Here are several of the concerns about the proposal, raised by the NFIB in a March 16 hearing:
- The reporting period for the data would be October 1 thru September 30, instead of the calendar year. Because employers use the calendar year for compiling W-2 data, the data gathering would be burdensome.
- A requirement to report the number of hours employees worked would be difficult because hours worked by exempt employees are not generally tracked.
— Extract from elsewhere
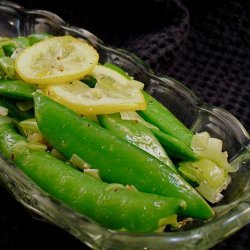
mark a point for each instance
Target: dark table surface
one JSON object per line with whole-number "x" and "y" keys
{"x": 205, "y": 45}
- Although reported data is supposed to be kept confidential, the NFIB is worried that some of it will leak out, compromising sensitive company information.
- There is a potential for EEOC misuse of employer reports. “The data will not provide sufficient information to identify discrimination among similarly situated individuals,” the NFIB states. For example, “pay disparities can occur for many, many legitimate reasons, including experience, relevant and related education and training, part-time work, and breaks in employment, none of which will be reflected in the data collected.”
What Should Your Company Do Now?
Whatever the fate of the proposed regulations, a prudent response to this issue is to conduct at least a basic internal review. The focus of such a review should be to ensure that conditions don’t exist that could support allegations of pay discrimination.